The traditional commute also provided a transition period from home life to the office mentality, which was now lost.īut when we were exclusively working from home and people assumed we were sitting at our desks, we ended up in three, four, or five hours of back-to-back meetings just switching Zoom rooms. Even just a few minutes to walk around the office and get a cup of coffee allowed time to reset and adjust our mindset for the next session. Gone were the usual breaks between meetings, for example, to drive to another location.
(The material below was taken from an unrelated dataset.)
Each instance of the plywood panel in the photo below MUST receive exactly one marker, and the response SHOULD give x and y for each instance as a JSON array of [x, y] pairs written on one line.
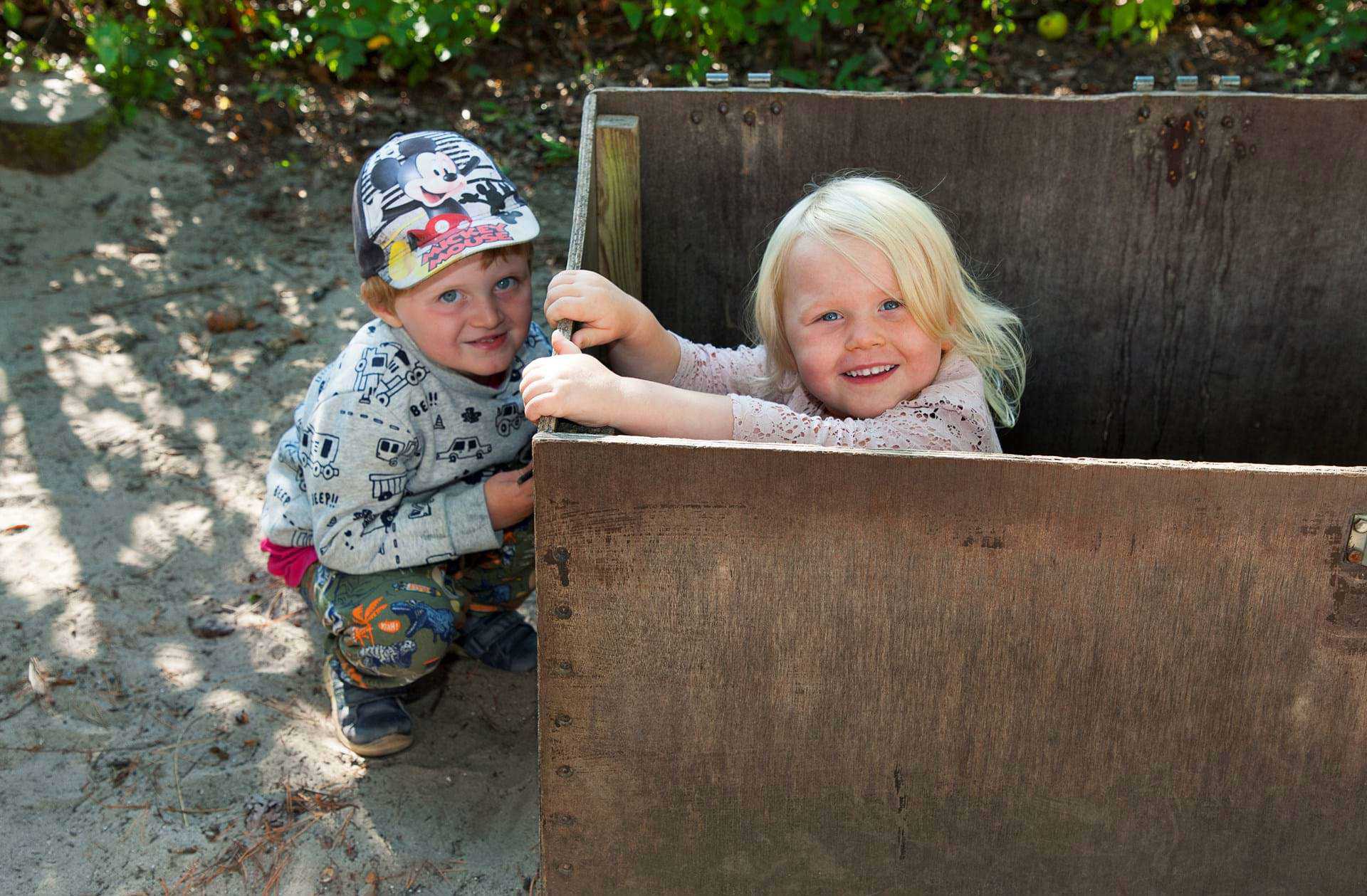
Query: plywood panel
[[804, 671], [1190, 265]]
With "Zoom fatigue", it was very difficult to engage nonstop, all day long without the traditional social cues we receive when we're in person. Next was the point of being biologically and psychologically maxed out. The traditional meeting was not spared either. Tradeshows went virtual after being cancelled. Then came the wave of Zoom happy hours, online roundtables, and virtual events.

Embrace presets free#

We were even kind of excited to have some of our free time back, avoid our daily commute, and get a reprieve from having to be in the office every day. In the first few weeks of the pandemic, most people adapted fairly well in transitioning to digital tools. It’s a changed world, and our conception of "common spaces" and "meetings" must adapt accordingly. Remember the pre-pandemic days? When we almost exclusively took part in in-person meetings? When everybody on the calendar invite was expected to gather in one place at a certain time?Īs most of corporate America is aware, those days are long past us and will likely never fully return. Do you sometimes find yourself stuck in a vicious circle trying to create a new approach to meetings that are productive, but in spaces that were designed 40 or 50 years ago? It's time to consider outcome-based design, Eric Lockwood, Technology Director of Design, Tangram, says.